Financial Modeling
AI native modeling inside the spreadsheet — build, audit, and stress test a model in hours instead of days.
Modeling is the last manual chokepoint in diligence. The deck is read, the calls are done, the memo is drafted and an analyst is still rebuilding a model from PDFs at midnight wrestling with the sparse startup data she has. The right AI native modeling stack collapses that work from days to hours and moves the analyst's job from data entry to true judgment.
The shift
The bottleneck has never been Excel itself. It's the round trip: pull a number out of a filing, type it in, link it forward, debug a broken reference, repeat a thousand times. AI native modeling tools live inside the spreadsheet, read the workbook structure, and do that round trip for you. The analyst becomes a reviewer and a thesis author, not a typist. Every model gets built faster, audited harder, and stress tested more before it ever reaches a partner.
The two real options today
Two patterns exist. The first is a general purpose AI assistant inside Excel (Claude for Excel or ChatGPT for Excel) that sits in the side pane and acts as a copilot and an agent in one. The second is a finance specific agentic add-in like Shortcut that treats modeling as a workflow to automate end to end. The honest read in 2026: Claude for Excel has effectively dominated this space and beaten the finance specific agents at their own game — most firms will be best served standardizing on Claude or ChatGPT for Excel, though it's worth running both against a live model to see which fits the team's habits.
Anthropic's native Excel add-in
Sits in the side pane of Excel (web, Windows, Mac, iPad) and reasons over the full workbook — multi-tab navigation, cell-level citations, formula-dependency-aware edits.
- Best for
- Auditing existing models, debugging #REF!/#DIV/0! chains, updating assumptions without breaking downstream formulas, asking questions about what a model actually does.
- Gotchas
- Requires a Claude Pro/Max/Team/Enterprise seat. Workbook context is sent to Anthropic — confirm posture with the firm before using on sensitive deal data.
OpenAI's Excel & Sheets add-in
Build full spreadsheets from a plain-language brief, query across tabs, and edit formulas in place. Available in Excel and Google Sheets, which matters for firms that aren't 100% Microsoft.
- Best for
- Cold-starting a model from a prompt (DCF, cap table, scenario sheet), turning a messy export into a clean tab, conversational analysis of an inbound founder model.
- Gotchas
- Same data-sharing posture as Claude — workbook context goes to OpenAI. Sheets coverage is a plus, but the Sheets add-in lags Excel in fidelity.

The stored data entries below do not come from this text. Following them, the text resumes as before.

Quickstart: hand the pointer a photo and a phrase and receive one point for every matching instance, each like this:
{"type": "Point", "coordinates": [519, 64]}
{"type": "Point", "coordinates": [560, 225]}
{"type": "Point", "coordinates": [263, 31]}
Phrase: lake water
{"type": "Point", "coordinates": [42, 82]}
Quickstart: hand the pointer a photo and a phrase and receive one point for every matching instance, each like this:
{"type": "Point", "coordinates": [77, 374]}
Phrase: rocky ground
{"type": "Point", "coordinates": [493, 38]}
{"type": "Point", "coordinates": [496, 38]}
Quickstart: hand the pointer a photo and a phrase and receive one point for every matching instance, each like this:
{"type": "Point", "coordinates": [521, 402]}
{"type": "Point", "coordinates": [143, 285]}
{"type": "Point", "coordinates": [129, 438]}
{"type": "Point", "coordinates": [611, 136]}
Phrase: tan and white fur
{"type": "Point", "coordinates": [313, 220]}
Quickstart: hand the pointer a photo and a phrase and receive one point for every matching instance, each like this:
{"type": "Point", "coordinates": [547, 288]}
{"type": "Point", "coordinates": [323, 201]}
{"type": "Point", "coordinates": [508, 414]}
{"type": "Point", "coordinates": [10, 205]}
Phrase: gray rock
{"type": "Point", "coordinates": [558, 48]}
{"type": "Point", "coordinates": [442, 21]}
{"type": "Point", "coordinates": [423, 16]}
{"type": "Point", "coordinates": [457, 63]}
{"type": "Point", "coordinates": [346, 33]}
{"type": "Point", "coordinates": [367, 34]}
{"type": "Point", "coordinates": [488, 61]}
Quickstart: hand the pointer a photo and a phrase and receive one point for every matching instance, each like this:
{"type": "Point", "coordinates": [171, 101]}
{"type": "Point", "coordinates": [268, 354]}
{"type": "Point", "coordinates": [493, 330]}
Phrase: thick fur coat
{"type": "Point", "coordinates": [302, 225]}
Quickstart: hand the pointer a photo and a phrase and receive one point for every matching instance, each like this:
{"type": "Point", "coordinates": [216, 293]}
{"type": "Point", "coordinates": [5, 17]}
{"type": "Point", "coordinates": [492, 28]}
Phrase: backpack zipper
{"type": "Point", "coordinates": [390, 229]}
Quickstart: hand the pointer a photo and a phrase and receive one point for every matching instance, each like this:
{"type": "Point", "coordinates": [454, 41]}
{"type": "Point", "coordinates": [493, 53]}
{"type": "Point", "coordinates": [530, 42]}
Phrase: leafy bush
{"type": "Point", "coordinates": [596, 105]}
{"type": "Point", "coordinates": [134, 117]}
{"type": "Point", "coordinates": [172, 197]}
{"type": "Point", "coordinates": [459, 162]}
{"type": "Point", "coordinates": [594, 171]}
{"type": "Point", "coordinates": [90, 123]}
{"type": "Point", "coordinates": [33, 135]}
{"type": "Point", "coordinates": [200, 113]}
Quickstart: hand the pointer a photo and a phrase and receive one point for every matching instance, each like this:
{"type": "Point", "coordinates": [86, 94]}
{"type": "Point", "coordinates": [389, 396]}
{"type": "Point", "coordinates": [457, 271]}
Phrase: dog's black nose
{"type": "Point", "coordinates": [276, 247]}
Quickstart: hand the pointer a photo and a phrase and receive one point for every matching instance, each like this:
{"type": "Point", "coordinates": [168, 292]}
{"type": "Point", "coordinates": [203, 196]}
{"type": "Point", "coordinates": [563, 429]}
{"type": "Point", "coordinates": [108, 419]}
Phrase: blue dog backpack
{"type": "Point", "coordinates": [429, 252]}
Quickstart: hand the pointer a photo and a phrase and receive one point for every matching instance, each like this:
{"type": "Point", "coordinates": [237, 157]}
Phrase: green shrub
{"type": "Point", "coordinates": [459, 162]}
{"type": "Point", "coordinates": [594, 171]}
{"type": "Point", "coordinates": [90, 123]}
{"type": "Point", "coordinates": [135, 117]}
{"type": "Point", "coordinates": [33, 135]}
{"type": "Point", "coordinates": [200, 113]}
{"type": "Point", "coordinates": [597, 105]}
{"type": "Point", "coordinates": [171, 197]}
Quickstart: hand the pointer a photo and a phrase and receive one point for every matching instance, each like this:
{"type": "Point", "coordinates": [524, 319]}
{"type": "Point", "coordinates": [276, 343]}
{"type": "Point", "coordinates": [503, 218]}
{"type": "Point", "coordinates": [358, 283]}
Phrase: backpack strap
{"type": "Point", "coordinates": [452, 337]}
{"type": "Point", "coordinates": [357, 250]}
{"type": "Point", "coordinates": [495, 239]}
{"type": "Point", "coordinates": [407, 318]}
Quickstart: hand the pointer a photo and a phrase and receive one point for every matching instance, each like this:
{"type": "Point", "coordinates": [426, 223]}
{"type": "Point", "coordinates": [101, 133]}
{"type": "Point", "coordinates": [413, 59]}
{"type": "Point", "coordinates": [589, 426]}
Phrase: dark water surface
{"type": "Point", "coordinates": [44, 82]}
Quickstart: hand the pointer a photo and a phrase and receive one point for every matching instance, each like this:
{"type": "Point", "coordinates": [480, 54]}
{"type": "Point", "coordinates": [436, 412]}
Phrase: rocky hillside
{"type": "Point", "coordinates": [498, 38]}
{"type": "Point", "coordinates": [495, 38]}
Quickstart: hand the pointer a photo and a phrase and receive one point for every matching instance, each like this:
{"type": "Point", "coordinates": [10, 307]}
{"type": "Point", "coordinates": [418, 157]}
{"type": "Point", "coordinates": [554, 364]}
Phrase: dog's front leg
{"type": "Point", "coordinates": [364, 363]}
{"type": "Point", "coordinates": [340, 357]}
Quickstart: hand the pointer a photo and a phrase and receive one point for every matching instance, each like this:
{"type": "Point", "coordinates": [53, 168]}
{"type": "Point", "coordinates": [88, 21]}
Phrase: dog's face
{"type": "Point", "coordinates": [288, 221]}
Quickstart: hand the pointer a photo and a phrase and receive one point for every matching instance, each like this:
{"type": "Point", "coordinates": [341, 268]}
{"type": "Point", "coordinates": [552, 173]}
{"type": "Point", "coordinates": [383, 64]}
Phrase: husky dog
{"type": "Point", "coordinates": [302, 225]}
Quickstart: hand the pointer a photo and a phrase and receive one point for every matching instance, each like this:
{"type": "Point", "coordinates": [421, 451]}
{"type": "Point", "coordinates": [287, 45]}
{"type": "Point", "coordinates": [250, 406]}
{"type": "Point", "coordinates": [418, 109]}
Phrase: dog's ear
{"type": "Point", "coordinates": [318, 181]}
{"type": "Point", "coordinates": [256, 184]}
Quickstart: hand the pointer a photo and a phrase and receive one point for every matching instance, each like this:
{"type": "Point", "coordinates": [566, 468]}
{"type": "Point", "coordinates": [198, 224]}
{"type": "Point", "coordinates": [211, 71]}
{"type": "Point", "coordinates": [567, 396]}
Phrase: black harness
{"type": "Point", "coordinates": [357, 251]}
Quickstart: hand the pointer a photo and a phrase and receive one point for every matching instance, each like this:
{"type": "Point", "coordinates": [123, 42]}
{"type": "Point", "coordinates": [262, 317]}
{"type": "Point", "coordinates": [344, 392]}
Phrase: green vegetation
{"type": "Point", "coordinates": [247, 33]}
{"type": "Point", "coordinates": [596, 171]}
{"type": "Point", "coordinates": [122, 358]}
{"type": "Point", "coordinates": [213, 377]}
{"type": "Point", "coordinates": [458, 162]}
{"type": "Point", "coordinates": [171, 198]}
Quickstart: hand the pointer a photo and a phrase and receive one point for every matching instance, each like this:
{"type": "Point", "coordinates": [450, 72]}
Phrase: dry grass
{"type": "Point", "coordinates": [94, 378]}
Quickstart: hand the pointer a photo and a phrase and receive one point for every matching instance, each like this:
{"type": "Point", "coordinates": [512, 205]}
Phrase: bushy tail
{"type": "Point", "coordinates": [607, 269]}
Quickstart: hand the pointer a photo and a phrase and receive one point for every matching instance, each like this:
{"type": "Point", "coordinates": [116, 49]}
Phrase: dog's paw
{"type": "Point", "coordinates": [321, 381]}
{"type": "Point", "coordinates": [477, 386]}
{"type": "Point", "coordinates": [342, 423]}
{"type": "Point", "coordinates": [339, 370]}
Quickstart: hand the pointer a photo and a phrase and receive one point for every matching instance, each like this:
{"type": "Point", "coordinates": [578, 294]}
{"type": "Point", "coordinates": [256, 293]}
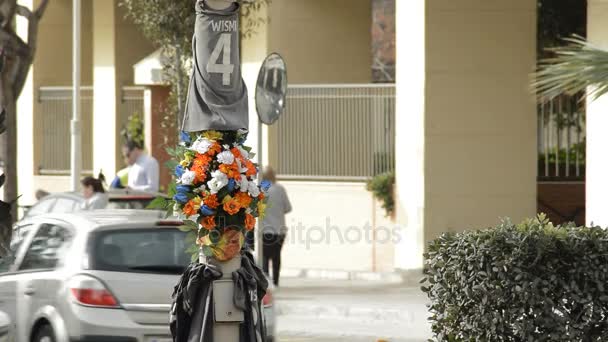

Agentic Excel add-in (Fundamental Research Labs)
Built for finance professionals specifically. Executes multi-step workflows autonomously: ingest a 10-K or pitch deck PDF, build the LBO/DCF/pro-forma from it, format it, and hand it back. Less chat, more “do the work.”
- Best for
- Building net-new models from filings, extracting structured financials out of a founder PDF, repetitive transformations across many companies (comp sets, returns analyses).
- Gotchas
- Separate paid add-in. Strongest on standard finance archetypes (LBO, DCF, three-statement) — gets less reliable the further you drift from those patterns. Always audit before relying on the output.
How to choose
For most firms, the recommended posture is to standardize on Claude for Excel as the default — it has matured into the strongest all-around tool for both copilot work (auditing, debugging, asking questions about inherited models, updating assumptions across linked sheets) and the agentic work that finance-specific add-ins used to own (building net-new models from a PDF, running a comp set, cold-starting an LBO). ChatGPT for Excel is the close alternative and worth testing in parallel, especially for teams already deep in the OpenAI stack or working across Google Sheets.
Pick by the frontier model the firm already standardizes on. If the team uses Claude for memo generation and ad-hoc analysis, keep them in Claude inside Excel — context and prompting habits carry over. Same logic for ChatGPT. Either way, give it a two-week bake-off on real diligence models before locking in.
Posture and guardrails
Three rules that protect against the obvious failure modes. Always audit the output. AI-built models hallucinate formulas and quietly miscite filings; trust nothing until an analyst has walked the dependency tree. Treat workbook context as outbound data. Anything sent to Claude, ChatGPT, or Shortcut leaves the firm — clear that posture before pointing the tools at sensitive founder financials or LP facing models. Keep the thesis with the human. The model is an artifact; the investment view is a judgment. The tools speed up the artifact so the analyst can spend more time on the view.
Why this matters
A firm that ships a clean sensitivity tested model in 48 hours underwrites with more conviction than one still typing in inputs the morning of IC. Done right, this module turns modeling from a scheduling constraint into a competitive edge and frees the analysts to do the work that actually compounds: spreading more deals, building more comps, and pressure testing more theses.